Yeah, I can address, I can address the population. I'm just trying to get the data up really quickly, Sebastiaan. I had it in front of me and lost it. I don't have the analysis in front of me of the response, but if... For those taking the immunomodulators, it was about 15%, across the populations, in the phase 2B study. And I don't have the response of that subgroup per arm.

Marla Dubinsky
Professor of Pediatrics and Medicine, Mount Sinai

Parambir, do you foresee biologically taking thiopurines? Because really, what else is, is really typically being used. Is there any sort of aspect of the way thiopurines work, sort of, in with this asset?

Parambir Dulai
Director of GI Clinical Trials and Precision Medicine, Northwestern University

Right. So, so I think, we know that the thiopurines aren't going to work well after a couple of advanced therapy failures. And so if you just focus on that population, we can very clearly see that it's unlikely to have influenced the efficacy of obefazimod. Where I think the concomitant immunomodulators, and as a field for clinical trial design, is becoming a question, is oftentimes in the bio-naïve population, you get these patients who are started on a low-dose thiopurine with moderate to severe activity. They end up then being allowed to screen in because they qualify for disease activity, and you have a latency of onset of effect for that thiopurine, during the induction phase.

And I think that's what the design is really trying to focus on avoiding, is these single sites or centers that have traditionally done that, where they start a low dose of an immunomodulator to get them to qualify.
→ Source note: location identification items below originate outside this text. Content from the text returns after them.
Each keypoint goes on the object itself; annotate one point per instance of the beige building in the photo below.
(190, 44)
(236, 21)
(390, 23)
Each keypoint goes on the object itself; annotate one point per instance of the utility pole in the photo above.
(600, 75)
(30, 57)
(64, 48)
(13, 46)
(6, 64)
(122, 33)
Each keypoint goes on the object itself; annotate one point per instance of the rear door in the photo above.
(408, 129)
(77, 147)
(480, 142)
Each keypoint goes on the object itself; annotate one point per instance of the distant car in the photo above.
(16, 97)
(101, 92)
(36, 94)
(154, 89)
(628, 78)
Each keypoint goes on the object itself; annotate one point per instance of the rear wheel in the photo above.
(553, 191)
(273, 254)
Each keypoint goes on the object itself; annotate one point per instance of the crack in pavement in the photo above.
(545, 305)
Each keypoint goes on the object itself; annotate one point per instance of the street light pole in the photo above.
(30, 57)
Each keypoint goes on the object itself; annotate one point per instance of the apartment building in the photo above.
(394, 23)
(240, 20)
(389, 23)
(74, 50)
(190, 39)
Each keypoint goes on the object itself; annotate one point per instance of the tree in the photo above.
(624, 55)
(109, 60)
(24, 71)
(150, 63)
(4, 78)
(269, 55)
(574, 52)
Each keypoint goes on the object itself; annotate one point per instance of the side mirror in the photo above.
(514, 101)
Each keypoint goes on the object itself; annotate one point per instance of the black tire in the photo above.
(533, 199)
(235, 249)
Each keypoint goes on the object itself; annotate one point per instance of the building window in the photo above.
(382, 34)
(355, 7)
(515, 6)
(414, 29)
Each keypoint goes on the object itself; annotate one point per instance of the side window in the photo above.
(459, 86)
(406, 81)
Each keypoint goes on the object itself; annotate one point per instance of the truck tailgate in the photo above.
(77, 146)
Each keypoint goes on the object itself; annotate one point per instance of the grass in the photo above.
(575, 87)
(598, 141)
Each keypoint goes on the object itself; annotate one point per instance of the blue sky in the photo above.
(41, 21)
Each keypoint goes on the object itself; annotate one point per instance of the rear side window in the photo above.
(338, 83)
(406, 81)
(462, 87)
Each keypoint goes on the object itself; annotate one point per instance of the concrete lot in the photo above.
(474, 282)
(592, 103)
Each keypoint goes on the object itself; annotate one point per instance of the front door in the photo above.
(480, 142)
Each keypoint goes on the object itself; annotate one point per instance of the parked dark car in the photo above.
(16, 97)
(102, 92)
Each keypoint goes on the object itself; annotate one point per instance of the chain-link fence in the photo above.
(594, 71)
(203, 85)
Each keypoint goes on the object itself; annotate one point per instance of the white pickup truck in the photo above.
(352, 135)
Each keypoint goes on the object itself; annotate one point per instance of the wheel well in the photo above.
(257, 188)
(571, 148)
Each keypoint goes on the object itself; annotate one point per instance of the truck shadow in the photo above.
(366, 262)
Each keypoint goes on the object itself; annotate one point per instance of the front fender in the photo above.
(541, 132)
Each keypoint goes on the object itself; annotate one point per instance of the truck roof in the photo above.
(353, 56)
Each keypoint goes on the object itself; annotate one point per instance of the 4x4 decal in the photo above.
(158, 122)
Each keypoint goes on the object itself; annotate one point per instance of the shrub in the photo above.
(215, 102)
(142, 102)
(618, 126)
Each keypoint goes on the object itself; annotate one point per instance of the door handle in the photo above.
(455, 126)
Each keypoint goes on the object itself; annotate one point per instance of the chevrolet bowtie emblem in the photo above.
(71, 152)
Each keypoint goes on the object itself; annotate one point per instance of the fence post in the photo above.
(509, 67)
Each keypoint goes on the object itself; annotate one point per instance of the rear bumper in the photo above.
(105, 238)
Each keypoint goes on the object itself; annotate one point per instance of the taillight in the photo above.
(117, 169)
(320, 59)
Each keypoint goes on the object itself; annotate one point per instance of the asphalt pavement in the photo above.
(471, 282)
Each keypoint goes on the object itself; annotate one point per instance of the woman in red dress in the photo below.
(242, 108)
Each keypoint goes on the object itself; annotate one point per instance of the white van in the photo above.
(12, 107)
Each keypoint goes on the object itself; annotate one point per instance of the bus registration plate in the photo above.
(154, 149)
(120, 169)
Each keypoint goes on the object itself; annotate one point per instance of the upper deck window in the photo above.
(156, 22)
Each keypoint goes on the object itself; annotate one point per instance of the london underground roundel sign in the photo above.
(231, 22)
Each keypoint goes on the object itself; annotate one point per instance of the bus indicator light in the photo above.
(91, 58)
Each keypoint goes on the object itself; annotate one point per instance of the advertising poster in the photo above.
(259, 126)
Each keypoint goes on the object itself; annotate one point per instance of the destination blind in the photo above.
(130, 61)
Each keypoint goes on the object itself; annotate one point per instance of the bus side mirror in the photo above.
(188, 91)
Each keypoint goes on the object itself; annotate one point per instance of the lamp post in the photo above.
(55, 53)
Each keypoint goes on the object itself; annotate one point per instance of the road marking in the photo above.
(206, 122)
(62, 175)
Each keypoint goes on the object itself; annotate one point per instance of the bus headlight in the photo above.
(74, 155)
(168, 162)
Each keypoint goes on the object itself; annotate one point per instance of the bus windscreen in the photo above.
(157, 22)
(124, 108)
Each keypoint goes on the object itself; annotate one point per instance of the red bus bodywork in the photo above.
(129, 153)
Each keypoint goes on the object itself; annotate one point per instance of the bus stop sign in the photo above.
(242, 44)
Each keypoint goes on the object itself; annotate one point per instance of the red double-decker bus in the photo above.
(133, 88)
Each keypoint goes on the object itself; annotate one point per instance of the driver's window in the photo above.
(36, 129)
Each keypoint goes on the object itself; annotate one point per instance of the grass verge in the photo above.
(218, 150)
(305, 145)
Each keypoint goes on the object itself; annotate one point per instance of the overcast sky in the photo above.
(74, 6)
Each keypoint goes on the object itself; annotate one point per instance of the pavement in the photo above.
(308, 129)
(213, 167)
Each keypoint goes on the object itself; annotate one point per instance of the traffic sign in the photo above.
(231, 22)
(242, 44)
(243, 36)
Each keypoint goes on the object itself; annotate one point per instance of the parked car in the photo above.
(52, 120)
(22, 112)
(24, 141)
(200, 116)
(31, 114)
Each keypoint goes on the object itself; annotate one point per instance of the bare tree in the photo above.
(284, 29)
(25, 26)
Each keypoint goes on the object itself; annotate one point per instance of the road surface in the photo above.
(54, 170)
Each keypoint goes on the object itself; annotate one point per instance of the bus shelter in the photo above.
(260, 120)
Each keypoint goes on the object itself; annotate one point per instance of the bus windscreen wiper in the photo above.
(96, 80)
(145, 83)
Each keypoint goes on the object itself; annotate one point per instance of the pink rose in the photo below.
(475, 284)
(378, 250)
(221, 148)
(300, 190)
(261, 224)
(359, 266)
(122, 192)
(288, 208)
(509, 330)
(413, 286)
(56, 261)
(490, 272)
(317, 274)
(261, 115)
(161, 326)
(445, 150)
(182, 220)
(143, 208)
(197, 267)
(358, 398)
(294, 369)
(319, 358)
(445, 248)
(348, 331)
That low dose doesn't kick in during screening. They remain qualified for the trial, and then it kicks in during induction and drives placebo response rates. But mechanistically, there's no good reason why immunomodulators would be synergistic or anything specific to obefazimod. And if you look just in the refractory population, you can see that clearly balance out, because with the randomized nature of the trial, those immunomodulator-exposed patients would be balanced across sort of throughout the study sort of cohort. So I don't anticipate it affected obefazimod.

I do anticipate the concomitant immunomodulators impacted the placebo rates, which is something we've seen even in recent meta-analyses that we've done, looking at all the prior studies that have been put together.

Sheldon Sloan
CMO, Abivax

Yeah. Yeah, and just to add to that, Sebastiaan, two out of the seven placebo remitters actually were on immunomodulators, but again, don't know if that exactly answers your question.

Sebastiaan van der Schoot
Equity Research Analyst, Van Lanschot Kempen

No, this is, this is very insightful. Thank you, guys. It's really clear.

Moderator

Pat, I think you're muted.

Patrick Malloy
Senior Vice President of Investor Relations, Abivax

Okay, great. Well, first of all, I just want to thank again, Doctors Dubinsky and Dulai, for the presentation and sharing their perspective on the markets, the obefazimod and ABTECT program. And thank everybody for joining us today. We look forward to keeping the market informed on updates going forward, and wish everybody a great rest of your day. Thank you.